Achillea millefolium ,or common White Yarrow, along with its more colourful cousins, generations ago became a standard herb in many gardens, grown both for its ornamental value as well as its wide range of applications within herbal medicine. Used both in teas and herbal compresses, Yarrow is reputed to treat all sorts of ailments both internal and external ... from blood spitting, to colic to, shall we say, afflictions of the internal orifices. Click on the links above if you want to learn more about its various and sundry uses ....
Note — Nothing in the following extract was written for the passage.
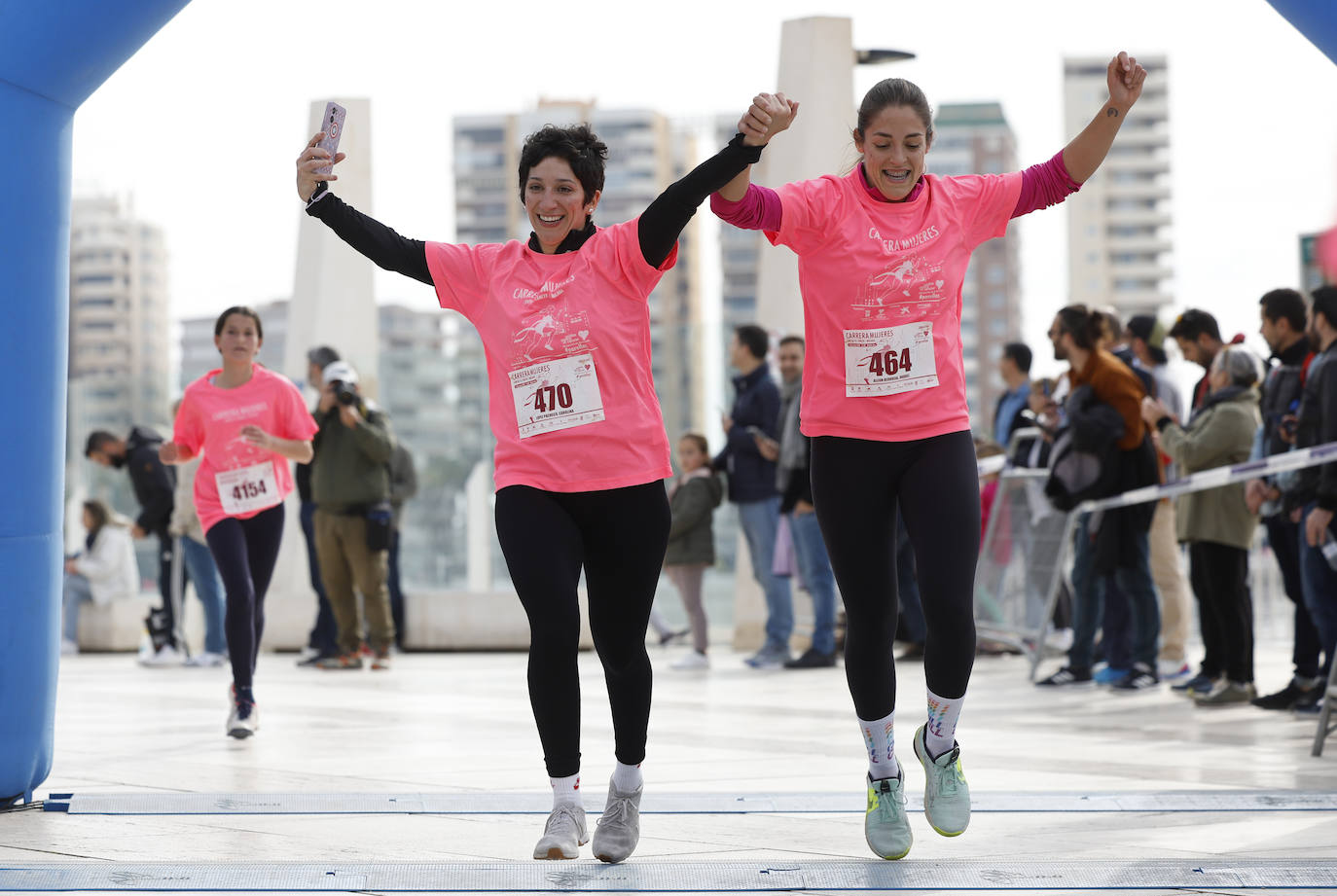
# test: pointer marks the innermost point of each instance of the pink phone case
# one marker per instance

Of course we've never tried any of those but it's good to know we have it around in case it should be needed! We grow it purely for its ornamental value and have both the white and red varieties of millefolium growing in several places around the garden, as well as the yellow Achillea ageratifolia, which is often found dried and used in arrangements.
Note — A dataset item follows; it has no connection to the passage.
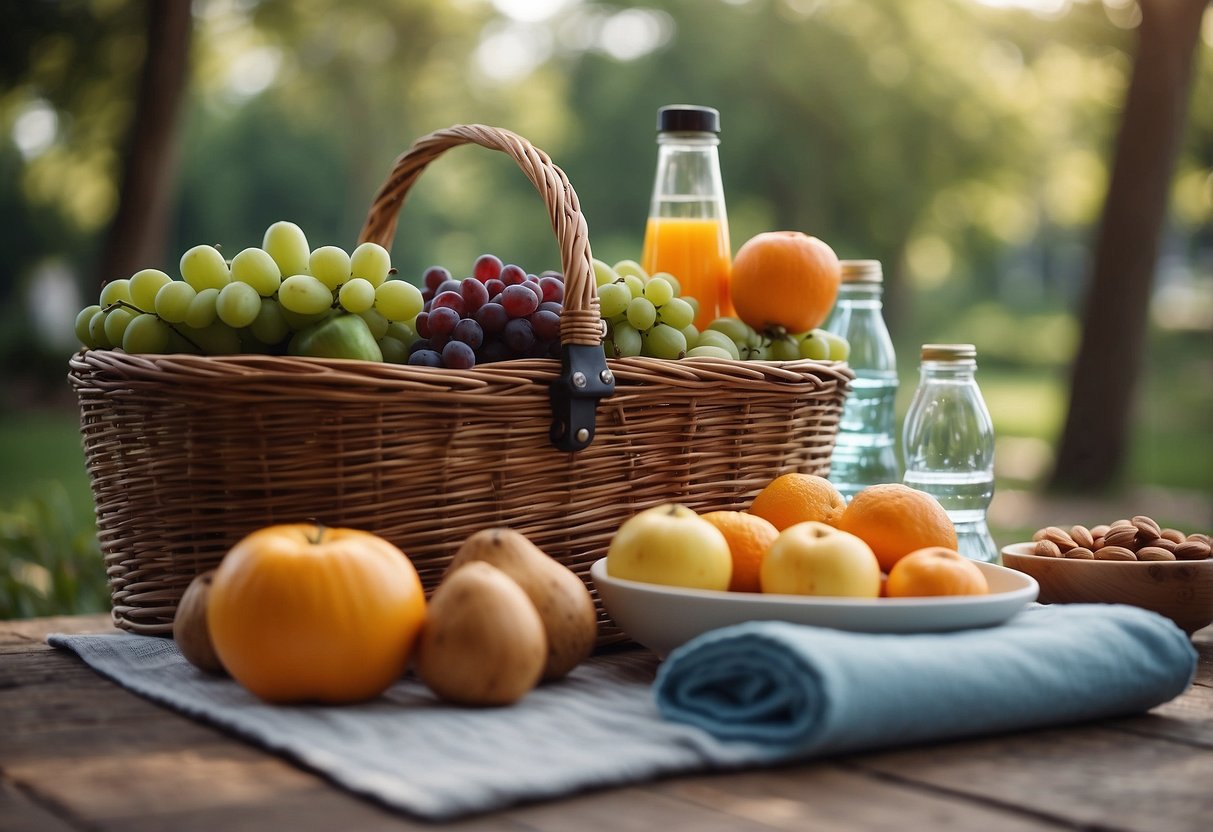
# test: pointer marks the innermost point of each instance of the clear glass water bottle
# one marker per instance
(947, 440)
(688, 228)
(864, 449)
To my mind, Yarrow is one of those foundation plants you put down when you start organizing a garden ... it's an attractive, sturdy and remarkably hardy plant that loves to naturalize freely. And as such, it's a good idea to divide your Yarrow clumps every few years so as to keep it from entirely dominating one area of the perennial border. The white variety pictured here is an especially enthusiastic colonizer (which came from a small clump given to me by another gardener in 2004), and we really need to go at this one soon and divide it.
I guess it's one of those thin and pass along plants we always have every year, the ones who are too numerous, but too valued to just pull them up and relegate them to the compost. It seems we have an ever increasing number of these types of plants (Coneflowers, Sea Holly, Yarrow, Bee Balm, etc.) these days, which I suppose is some kind of testimony to their (and our) success. It's nice, though, to see our front garden starting to mature as a somewhat cohesive project. And the fact that in addition to the usual weeds we have to deal with, there are also desirable, useful and beautiful plants who are ready for new homes. And if we don't happen to get them all new homes or get them moved, they get to foster yet another year in the garden, just in time for next year's donations.